Trigonometry is the study of the relationships between the side lengths and angles of triangles, derived from the Greek words for 'triangle measure'.

In a right-angled triangle, the three primary functions are defined as ratios of specific sides relative to a reference angle $\theta$.

Sine ($\sin \theta$) is the ratio of the side opposite the angle to the hypotenuse: $\sin \theta = \frac{\text{Opposite}}{\text{Hypotenuse}}$.

Cosine ($\cos \theta$) is the ratio of the side adjacent to the angle to the hypotenuse: $\cos \theta = \frac{\text{Adjacent}}{\text{Hypotenuse}}$.
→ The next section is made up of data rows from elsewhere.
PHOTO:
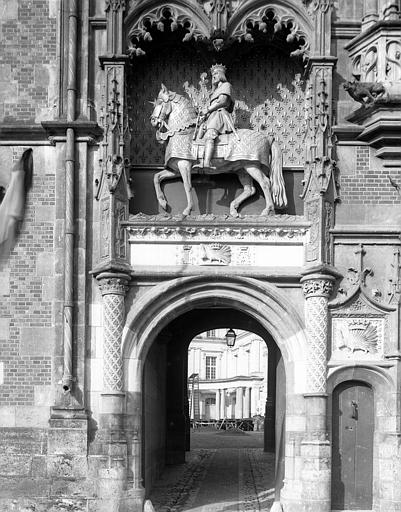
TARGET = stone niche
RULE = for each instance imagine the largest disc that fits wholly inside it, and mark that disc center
(360, 329)
(269, 92)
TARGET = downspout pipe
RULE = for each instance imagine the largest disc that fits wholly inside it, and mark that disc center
(69, 235)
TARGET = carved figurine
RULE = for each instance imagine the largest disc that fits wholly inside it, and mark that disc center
(250, 154)
(365, 93)
(216, 118)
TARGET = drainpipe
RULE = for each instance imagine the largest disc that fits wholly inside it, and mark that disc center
(68, 312)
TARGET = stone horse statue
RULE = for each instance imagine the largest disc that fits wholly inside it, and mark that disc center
(248, 153)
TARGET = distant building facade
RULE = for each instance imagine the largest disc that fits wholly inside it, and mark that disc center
(232, 381)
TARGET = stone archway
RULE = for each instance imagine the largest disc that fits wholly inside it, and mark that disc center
(261, 301)
(383, 440)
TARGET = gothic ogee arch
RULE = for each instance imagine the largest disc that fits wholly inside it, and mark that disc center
(262, 301)
(219, 25)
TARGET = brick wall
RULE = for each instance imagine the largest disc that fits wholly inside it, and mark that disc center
(364, 184)
(26, 295)
(27, 58)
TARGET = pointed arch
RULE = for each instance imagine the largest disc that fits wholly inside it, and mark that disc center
(262, 301)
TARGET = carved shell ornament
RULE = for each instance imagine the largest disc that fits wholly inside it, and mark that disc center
(359, 336)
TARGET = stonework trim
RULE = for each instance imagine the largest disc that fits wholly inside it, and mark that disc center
(263, 301)
(317, 285)
(111, 283)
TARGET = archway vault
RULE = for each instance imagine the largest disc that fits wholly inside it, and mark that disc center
(262, 301)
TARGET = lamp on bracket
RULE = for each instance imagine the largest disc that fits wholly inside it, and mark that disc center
(230, 337)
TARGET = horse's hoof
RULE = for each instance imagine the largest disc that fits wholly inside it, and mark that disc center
(163, 204)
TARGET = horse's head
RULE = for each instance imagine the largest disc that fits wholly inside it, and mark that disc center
(162, 107)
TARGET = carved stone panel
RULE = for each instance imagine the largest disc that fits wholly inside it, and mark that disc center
(359, 330)
(357, 338)
(217, 243)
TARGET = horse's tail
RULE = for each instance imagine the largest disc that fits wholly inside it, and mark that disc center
(276, 176)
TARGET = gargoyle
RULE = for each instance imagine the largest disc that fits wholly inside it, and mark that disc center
(365, 93)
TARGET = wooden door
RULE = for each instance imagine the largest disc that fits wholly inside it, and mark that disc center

Tangent ($\tan \theta$) is the ratio of the opposite side to the adjacent side: $\tan \theta = \frac{\text{Opposite}}{\text{Adjacent}}$.

In the unit circle, the angle $\theta$ is always measured anticlockwise starting from the positive x-axis ($0^\circ$).
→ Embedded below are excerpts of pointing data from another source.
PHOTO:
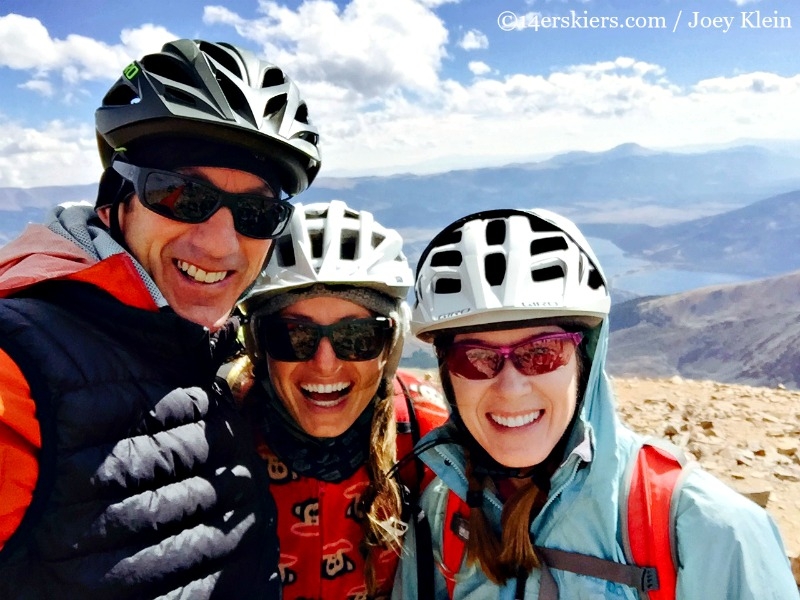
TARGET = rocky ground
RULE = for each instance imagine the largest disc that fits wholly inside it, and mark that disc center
(747, 436)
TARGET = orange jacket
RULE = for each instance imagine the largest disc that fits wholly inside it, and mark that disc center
(40, 255)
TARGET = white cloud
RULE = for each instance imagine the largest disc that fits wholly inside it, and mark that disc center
(479, 68)
(373, 76)
(55, 154)
(366, 48)
(60, 65)
(41, 86)
(474, 40)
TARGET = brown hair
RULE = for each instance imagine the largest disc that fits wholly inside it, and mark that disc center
(381, 501)
(503, 558)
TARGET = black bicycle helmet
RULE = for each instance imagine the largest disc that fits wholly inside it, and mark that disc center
(211, 92)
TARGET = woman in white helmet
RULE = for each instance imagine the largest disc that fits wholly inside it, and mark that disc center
(541, 492)
(324, 336)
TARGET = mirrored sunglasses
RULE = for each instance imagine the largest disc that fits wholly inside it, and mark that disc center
(532, 356)
(294, 340)
(190, 200)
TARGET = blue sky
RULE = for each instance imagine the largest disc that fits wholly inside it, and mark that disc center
(423, 85)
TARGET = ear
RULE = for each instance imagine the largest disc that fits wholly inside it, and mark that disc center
(104, 212)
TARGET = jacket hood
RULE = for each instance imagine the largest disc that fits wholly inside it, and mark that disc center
(74, 245)
(587, 482)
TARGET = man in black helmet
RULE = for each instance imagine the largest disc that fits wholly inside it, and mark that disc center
(125, 470)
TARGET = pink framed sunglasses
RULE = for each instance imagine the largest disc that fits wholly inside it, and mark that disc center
(535, 355)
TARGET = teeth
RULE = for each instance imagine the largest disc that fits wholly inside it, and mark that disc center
(200, 275)
(327, 388)
(518, 421)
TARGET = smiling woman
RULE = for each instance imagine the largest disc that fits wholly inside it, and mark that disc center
(324, 337)
(534, 469)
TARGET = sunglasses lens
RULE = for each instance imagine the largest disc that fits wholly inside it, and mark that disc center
(189, 201)
(177, 198)
(295, 341)
(259, 217)
(363, 339)
(474, 362)
(536, 356)
(288, 341)
(542, 356)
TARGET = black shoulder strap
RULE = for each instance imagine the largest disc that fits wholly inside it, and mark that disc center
(643, 579)
(425, 563)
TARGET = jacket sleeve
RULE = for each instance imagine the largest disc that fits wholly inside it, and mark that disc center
(20, 441)
(729, 548)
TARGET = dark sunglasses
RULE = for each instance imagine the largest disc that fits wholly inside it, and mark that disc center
(190, 200)
(293, 340)
(532, 356)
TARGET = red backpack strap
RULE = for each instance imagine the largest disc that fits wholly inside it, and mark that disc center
(648, 511)
(454, 539)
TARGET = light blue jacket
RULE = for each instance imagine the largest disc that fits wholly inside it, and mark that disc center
(728, 547)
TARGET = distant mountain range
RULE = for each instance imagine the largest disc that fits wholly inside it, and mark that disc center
(733, 211)
(686, 211)
(738, 333)
(757, 240)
The x-coordinate of a point on the unit circle represents the Cosine of the angle, while the y-coordinate represents the Sine of the angle.

The Tangent of the angle can be calculated as the ratio of the y-coordinate to the x-coordinate: $\tan \theta = \frac{y}{x} = \frac{\sin \theta}{\cos \theta}$.

This coordinate-based definition allows for the calculation of trigonometric values for obtuse angles ($>90^\circ$), reflex angles ($>180^\circ$), and even negative angles.

Check Calculator Mode: Always verify if the problem requires Degrees or Radians before performing calculations; using the wrong mode is a frequent source of lost marks.

Sanity Checks: Remember that for any real angle $\theta$, the values of $\sin \theta$ and $\cos \theta$ must fall between $-1$ and $1$ inclusive. If your result is outside this range, re-check your steps.

Direction Matters: Ensure you are measuring angles anticlockwise from the positive x-axis; clockwise measurements are considered negative angles.

Inverse Functions: When finding an angle from a ratio, use the inverse functions ($\sin^{-1}$, $\cos^{-1}$, $\tan^{-1}$) and consider if the angle should be acute or obtuse based on the context.

Swapping Coordinates: A common error is associating $x$ with sine and $y$ with cosine; remember that $x$ is the horizontal component (Cosine) and $y$ is the vertical component (Sine).

Tangent at $90^\circ$: Students often forget that $\tan \theta$ is undefined when the x-coordinate is $0$ (at $90^\circ$ and $270^\circ$), as you cannot divide by zero.

Radius Assumption: In the unit circle, the radius is always $1$. If a circle has a different radius $r$, the coordinates become $(r \cos \theta, r \sin \theta)$.